Connecting Space

Connecting Space

Journals

Winter Blues

It’s the time of year when Trees take their sustinance back to their roots after their leaves fall

Birds Migrate

Animals take to their Dens

People search out warmth and comfort and reflect on the year passed and what the future may bring

As days get shorter and the temperature drops, it’s not uncommon for the winter blues to set in. All you want to do is stay in, curl into a ball, and eat.

Symptoms of a low mood

Symptoms of a general low mood may include feeling:

sad
anxious or panicky
more tired than usual or being unable to sleep
angry or frustrated
low on confidence or self-esteem
A low mood often gets better after a few days or weeks.

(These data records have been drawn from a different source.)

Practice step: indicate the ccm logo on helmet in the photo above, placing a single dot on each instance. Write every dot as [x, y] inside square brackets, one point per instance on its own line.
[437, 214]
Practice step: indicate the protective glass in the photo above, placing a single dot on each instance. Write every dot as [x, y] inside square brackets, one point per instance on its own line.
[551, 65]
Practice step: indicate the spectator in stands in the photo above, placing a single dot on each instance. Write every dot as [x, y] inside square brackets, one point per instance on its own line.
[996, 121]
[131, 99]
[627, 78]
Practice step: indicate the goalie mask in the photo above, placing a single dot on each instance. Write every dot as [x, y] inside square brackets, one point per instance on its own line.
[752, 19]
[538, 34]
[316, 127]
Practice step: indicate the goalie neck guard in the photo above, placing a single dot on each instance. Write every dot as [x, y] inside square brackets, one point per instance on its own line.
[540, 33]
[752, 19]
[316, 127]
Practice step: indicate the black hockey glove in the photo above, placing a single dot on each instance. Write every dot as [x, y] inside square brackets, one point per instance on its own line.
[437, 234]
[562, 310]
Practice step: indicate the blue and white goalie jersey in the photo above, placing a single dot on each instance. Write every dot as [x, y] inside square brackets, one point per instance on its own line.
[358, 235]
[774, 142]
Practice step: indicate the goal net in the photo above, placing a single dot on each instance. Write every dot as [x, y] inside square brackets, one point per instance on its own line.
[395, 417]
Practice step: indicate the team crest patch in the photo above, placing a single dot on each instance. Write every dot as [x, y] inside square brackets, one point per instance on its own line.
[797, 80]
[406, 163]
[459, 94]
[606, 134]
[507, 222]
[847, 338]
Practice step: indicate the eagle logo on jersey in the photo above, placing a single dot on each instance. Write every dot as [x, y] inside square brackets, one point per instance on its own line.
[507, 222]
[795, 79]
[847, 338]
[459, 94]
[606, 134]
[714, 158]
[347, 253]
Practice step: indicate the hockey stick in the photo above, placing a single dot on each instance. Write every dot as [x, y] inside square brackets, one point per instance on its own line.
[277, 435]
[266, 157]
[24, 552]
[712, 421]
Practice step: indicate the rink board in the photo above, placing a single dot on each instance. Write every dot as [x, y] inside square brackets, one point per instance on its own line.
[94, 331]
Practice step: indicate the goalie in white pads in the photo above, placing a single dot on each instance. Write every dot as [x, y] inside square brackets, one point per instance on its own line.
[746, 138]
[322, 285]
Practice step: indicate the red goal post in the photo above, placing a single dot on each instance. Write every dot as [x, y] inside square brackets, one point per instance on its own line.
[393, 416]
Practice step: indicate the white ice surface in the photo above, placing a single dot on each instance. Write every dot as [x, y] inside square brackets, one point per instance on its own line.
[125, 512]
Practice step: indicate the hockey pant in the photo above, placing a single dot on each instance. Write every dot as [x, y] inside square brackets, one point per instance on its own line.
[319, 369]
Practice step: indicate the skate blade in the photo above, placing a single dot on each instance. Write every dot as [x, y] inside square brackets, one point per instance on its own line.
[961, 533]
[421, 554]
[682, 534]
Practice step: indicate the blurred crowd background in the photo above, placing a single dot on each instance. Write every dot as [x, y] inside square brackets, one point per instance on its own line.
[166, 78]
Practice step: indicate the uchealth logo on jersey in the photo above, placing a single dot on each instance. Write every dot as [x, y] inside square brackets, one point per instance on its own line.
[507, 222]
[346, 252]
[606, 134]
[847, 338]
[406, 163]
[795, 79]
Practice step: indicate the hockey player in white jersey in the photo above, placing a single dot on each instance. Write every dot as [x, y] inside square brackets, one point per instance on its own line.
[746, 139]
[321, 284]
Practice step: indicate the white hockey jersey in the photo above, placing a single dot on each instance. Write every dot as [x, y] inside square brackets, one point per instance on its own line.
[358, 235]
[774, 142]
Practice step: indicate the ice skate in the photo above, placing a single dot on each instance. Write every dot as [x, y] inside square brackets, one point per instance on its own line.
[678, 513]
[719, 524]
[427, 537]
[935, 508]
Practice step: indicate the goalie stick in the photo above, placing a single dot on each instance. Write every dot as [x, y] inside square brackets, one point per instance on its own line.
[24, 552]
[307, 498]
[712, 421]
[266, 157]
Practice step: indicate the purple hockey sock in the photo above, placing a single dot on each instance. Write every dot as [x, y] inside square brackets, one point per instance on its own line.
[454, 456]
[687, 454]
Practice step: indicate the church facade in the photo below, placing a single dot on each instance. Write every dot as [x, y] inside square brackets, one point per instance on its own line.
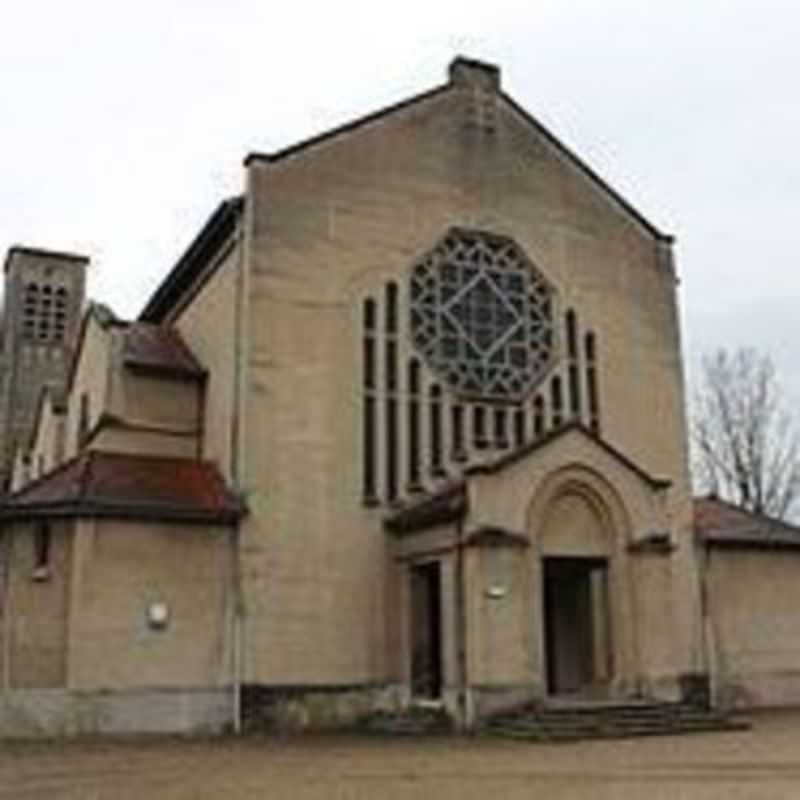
[404, 423]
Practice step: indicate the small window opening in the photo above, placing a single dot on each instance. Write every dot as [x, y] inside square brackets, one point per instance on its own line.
[437, 466]
[83, 420]
[42, 541]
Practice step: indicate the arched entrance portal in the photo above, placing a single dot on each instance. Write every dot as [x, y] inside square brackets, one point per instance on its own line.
[576, 552]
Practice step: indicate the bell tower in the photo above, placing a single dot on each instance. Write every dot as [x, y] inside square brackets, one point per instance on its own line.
[43, 302]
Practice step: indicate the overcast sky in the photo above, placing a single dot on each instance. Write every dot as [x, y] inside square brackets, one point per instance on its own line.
[122, 124]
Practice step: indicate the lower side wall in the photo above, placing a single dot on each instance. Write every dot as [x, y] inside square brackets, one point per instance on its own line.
[47, 713]
[753, 629]
[317, 708]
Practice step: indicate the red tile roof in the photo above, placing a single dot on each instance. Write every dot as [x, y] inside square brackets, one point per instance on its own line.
[122, 485]
[723, 524]
[157, 348]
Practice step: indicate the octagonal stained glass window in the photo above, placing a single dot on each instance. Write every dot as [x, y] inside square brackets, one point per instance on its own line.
[482, 315]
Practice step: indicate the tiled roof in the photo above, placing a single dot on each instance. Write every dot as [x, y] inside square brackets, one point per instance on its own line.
[445, 505]
[100, 484]
[157, 348]
[722, 524]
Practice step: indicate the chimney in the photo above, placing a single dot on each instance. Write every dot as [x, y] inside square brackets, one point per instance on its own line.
[474, 74]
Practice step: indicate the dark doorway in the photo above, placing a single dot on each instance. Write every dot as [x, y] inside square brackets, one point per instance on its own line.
[577, 644]
[426, 630]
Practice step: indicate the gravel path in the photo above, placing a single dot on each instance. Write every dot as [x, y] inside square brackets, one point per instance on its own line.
[762, 763]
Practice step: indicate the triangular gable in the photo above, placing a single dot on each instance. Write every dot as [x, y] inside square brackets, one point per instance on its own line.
[551, 439]
[486, 77]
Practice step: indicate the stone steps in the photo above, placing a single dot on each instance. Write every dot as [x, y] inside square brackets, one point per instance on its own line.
[413, 721]
[606, 721]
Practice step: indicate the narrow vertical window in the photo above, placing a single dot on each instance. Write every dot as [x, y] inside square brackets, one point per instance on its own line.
[390, 387]
[557, 401]
[369, 481]
[538, 415]
[519, 427]
[591, 382]
[391, 308]
[391, 448]
[500, 436]
[413, 425]
[457, 419]
[479, 436]
[41, 552]
[573, 368]
[83, 420]
[437, 468]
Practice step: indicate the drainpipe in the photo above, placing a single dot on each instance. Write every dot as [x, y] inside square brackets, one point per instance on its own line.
[5, 577]
[465, 706]
[237, 474]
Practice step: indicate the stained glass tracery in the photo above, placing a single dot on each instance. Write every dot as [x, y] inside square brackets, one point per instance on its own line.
[482, 315]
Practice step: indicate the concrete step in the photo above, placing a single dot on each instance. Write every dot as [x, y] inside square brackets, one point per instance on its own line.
[609, 721]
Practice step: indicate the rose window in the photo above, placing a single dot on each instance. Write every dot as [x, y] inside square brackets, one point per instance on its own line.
[482, 315]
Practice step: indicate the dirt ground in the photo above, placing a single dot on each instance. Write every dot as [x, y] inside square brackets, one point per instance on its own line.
[761, 763]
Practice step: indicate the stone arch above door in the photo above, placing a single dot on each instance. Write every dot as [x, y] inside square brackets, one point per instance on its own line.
[577, 512]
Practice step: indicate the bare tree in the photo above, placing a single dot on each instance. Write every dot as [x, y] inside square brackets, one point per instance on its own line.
[746, 445]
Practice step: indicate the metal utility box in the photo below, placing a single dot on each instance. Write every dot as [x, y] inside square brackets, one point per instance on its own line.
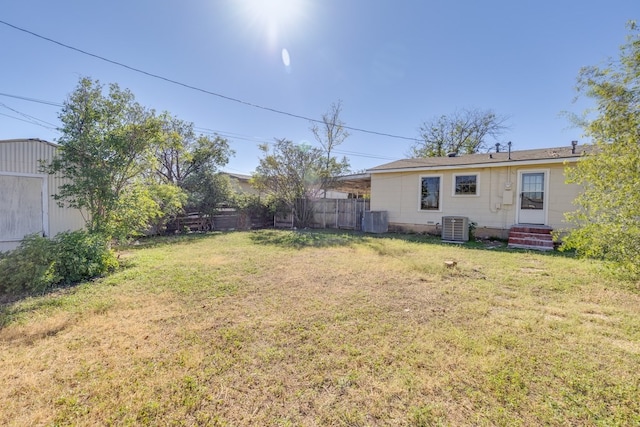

January is considered the most depressing month of the year. The weather is cold and miserable, daylight is in short supply, you’ve got the post-holiday blues (disappointment that the holidays didn’t go well or having a hard time adjusting to work/school after leisurely holidays), and then there are the holiday weight gain and credit card bills that start to roll in. It makes perfect sense that many of us feel down in January and that Seasonal Affective Disorder (SAD) is at its peak this time of year.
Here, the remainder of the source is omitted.